What mass of lead (ii)trioxonitrate(v)pb (No3)2 would be required to yield 25g of pbcl on the addition of excess of Nacl solution (Pb=207,N=14,O=16,Na=23,Cl=35.5)
If your equation is
Pb(NO3)2 + 2NaCl → PbCl + 2NaNO3
then each mole of Pb(NO3)2 yields one mole of PbCl.
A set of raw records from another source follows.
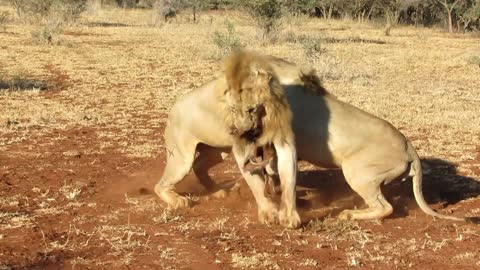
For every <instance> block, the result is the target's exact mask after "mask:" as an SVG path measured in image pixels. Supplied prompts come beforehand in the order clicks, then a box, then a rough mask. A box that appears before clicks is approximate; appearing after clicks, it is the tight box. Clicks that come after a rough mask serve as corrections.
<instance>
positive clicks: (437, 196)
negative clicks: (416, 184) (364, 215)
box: [297, 158, 480, 222]
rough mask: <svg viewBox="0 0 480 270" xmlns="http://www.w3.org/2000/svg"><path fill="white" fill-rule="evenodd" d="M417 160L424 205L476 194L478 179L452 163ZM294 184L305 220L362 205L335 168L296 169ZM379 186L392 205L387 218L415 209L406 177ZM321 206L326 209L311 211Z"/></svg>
mask: <svg viewBox="0 0 480 270" xmlns="http://www.w3.org/2000/svg"><path fill="white" fill-rule="evenodd" d="M421 162H422V169H423V183H422V190H423V194H424V197H425V200H426V202H427V203H428V204H430V205H432V204H440V208H445V207H448V206H450V205H454V204H456V203H458V202H460V201H463V200H467V199H470V198H475V197H477V196H479V195H480V181H479V180H477V179H475V178H471V177H466V176H462V175H459V174H458V171H457V168H456V166H455V165H454V164H452V163H450V162H448V161H446V160H442V159H437V158H427V159H422V160H421ZM297 183H298V185H297V205H298V207H299V210H300V211H302V212H305V213H306V216H308V217H309V219H318V218H323V217H325V216H328V215H331V216H336V215H337V214H339V213H340V212H341V211H343V210H345V209H354V208H362V207H364V205H365V204H364V202H363V200H362V198H360V196H358V195H357V194H356V193H355V192H354V191H353V190H352V189H351V188H350V186H349V185H348V183H347V182H346V180H345V178H344V176H343V173H342V171H341V170H339V169H337V170H321V169H320V170H306V171H300V172H299V174H298V179H297ZM381 188H382V193H383V194H384V195H385V198H386V199H387V200H388V201H389V202H390V203H391V204H392V206H393V208H394V212H393V214H392V215H391V216H389V217H388V218H402V217H406V216H408V214H409V211H410V210H413V209H416V208H418V205H417V203H416V201H415V198H414V196H413V187H412V181H411V179H410V178H407V180H406V181H401V180H396V181H393V182H391V183H389V184H387V185H382V187H381ZM322 208H327V210H326V211H320V212H319V214H315V213H316V212H317V211H318V210H321V209H322ZM436 208H438V207H436ZM308 221H309V220H307V222H308Z"/></svg>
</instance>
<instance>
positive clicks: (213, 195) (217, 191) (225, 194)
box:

So, how many moles of PbCl do you have in 25 grams?
convert that to grams of Pb(NO3)2
You need to start over. Lead(II) chloride is PbCl2. Enough said?
And lead (II) trioxonitrate(V) is not an IUPAC approved name for lead(II) nitrate
To determine the mass of lead(II) trioxonitrate(V) Pb(NO3)2 required to yield 25g of PbCl2, we need to set up a balanced chemical equation for the reaction between lead(II) trioxonitrate(V) and sodium chloride (NaCl). The balanced equation for this reaction is as follows:
2Pb(NO3)2 + 2NaCl → 2PbCl2 + 4NaNO3
From this equation, we can see that 2 moles of lead(II) trioxonitrate(V) Pb(NO3)2 react with 2 moles of sodium chloride (NaCl) to produce 2 moles of lead chloride (PbCl2) and 4 moles of sodium nitrate (NaNO3).
Now, let's calculate the molar masses of the compounds involved:
Molar mass of Pb(NO3)2:
Pb = 207g/mol
N = 14g/mol (x2 for subscript)
O = 16g/mol (x6 for subscript)
Total molar mass = 207 + (14x2) + (16x6) = 207 + 28 + 96 = 331g/mol
Molar mass of NaCl:
Na = 23g/mol
Cl = 35.5g/mol
Total molar mass = 23 + 35.5 = 58.5g/mol
Now, let's calculate the number of moles of PbCl2 required to yield 25g:
Molar mass of PbCl2:
Pb = 207g/mol
Cl = 35.5g/mol (x2 for subscript)
Total molar mass = 207 + (35.5x2) = 207 + 71 = 278g/mol
Number of moles of PbCl2 = mass / molar mass = 25g / 278g/mol ≈ 0.090 moles
From the balanced equation, we can see that 2 moles of Pb(NO3)2 yield 2 moles of PbCl2. Therefore, the number of moles of Pb(NO3)2 required is also 0.090 moles.
Finally, let's calculate the mass of Pb(NO3)2 required:
Mass = number of moles * molar mass = 0.090 moles * 331g/mol ≈ 29.79g
Therefore, approximately 29.79 grams of lead(II) trioxonitrate(V) Pb(NO3)2 would be required to yield 25g of PbCl2 when an excess of NaCl solution is added.